Cellular energetics in hypothyroid muscle.

Skeletal muscle of seven hypothyroid patients was investigated in the resting state and during exercise and recovery using 31P magnetic resonance spectroscopy. The bioenergetics and intracellular pH of the hypothyroid muscle were thus evaluated and compared with results from normal muscle and muscle of patients with mitochondrial myopathy. In resting hypothyroid muscle there were significant elevations in the concentration ratios of phosphocreatine/ATP and inorganic phosphate/ATP, while phosphocreatine/inorganic phosphate and intracellular pH were lower than normal.

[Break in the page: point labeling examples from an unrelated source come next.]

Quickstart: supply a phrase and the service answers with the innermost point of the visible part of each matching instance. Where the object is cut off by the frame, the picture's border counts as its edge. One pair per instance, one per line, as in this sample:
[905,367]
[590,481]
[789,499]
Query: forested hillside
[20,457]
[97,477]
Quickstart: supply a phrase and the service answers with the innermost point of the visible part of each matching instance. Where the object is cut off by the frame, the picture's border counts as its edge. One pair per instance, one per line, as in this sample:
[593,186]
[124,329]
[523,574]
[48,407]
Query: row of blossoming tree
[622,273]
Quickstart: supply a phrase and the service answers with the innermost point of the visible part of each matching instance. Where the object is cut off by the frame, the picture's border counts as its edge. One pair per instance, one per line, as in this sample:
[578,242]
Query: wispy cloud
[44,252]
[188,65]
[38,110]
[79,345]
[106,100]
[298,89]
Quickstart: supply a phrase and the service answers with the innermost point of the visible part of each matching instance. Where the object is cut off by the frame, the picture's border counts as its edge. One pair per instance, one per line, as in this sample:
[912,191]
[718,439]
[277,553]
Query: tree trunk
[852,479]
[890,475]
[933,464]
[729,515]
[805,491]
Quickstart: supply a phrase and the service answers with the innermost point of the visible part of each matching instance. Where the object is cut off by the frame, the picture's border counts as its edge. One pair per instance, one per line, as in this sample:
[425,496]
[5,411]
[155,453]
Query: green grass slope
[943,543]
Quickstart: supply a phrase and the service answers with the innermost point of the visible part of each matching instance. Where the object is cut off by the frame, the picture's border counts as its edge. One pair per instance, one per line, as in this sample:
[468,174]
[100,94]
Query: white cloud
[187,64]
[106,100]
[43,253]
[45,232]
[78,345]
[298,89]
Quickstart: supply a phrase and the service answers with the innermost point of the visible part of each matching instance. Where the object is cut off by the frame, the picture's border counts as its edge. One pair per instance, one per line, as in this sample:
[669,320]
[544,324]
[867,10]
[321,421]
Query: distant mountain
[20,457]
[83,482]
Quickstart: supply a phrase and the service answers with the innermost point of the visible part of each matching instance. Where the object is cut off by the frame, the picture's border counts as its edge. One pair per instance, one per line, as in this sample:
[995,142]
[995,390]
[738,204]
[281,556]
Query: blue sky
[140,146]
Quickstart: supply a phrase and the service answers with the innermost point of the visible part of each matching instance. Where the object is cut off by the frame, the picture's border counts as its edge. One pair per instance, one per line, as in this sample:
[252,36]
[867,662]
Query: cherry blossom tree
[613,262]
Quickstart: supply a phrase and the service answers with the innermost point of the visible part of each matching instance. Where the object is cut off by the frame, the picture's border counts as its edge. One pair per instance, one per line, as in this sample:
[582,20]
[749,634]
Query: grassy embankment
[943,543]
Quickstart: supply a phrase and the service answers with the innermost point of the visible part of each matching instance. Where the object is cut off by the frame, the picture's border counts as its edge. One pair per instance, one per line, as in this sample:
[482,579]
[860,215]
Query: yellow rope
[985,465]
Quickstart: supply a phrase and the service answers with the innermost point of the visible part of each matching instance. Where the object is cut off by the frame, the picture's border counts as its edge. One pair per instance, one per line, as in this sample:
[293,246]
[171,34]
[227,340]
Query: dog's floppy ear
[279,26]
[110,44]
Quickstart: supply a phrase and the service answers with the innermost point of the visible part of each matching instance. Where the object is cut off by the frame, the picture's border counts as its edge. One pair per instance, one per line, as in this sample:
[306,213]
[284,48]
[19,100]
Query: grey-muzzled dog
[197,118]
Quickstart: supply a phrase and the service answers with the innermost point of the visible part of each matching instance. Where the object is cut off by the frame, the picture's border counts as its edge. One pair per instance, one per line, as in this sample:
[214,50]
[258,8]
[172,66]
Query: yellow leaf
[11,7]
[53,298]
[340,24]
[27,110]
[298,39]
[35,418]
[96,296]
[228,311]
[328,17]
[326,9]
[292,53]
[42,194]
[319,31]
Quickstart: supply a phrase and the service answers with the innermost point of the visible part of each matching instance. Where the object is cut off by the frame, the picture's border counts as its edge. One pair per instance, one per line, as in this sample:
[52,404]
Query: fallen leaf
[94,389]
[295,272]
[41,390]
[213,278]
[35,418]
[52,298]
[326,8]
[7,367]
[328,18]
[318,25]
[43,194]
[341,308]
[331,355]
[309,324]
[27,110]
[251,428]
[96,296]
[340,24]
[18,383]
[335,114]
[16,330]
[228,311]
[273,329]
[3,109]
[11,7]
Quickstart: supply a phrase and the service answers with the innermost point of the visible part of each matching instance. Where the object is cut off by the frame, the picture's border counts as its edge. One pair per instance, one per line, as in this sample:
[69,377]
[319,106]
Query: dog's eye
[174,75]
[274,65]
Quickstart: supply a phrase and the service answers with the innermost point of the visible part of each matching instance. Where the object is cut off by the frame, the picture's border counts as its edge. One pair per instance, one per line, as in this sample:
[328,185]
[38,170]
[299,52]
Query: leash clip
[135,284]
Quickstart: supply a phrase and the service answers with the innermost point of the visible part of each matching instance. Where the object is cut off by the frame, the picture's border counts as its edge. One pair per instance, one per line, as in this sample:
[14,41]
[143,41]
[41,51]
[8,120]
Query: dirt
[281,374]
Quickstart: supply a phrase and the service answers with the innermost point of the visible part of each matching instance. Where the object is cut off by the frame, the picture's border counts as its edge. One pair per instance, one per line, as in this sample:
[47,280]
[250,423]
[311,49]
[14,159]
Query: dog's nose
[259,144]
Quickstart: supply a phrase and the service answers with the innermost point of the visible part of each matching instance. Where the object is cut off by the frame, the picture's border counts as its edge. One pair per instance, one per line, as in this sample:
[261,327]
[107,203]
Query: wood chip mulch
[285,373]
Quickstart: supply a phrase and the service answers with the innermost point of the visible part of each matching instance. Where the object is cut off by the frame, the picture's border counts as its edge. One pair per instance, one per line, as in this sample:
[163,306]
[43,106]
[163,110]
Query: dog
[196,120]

In exercising hypothyroid muscle, energy stores were depleted more rapidly and acidification began later than in normal muscle. Recovery of phosphocreatine to the pre-exercise value was normal, but intracellular pH recovered slowly. The data suggest that in the hypothyroid state, glycogen breakdown in skeletal muscle was delayed thereby limiting the substrate supply for both glycolytic and oxidative production of ATP at the beginning of exercise. There was no evidence for a decrease in the oxidative capacity of the muscle of our patients, but elevated ADP may have stimulated oxidative metabolism and helped to compensate for low mitochondrial content. The low intracellular pH in resting muscle and the slow pH recovery after exercise imply that proton handling was abnormal in the hypothyroid muscle.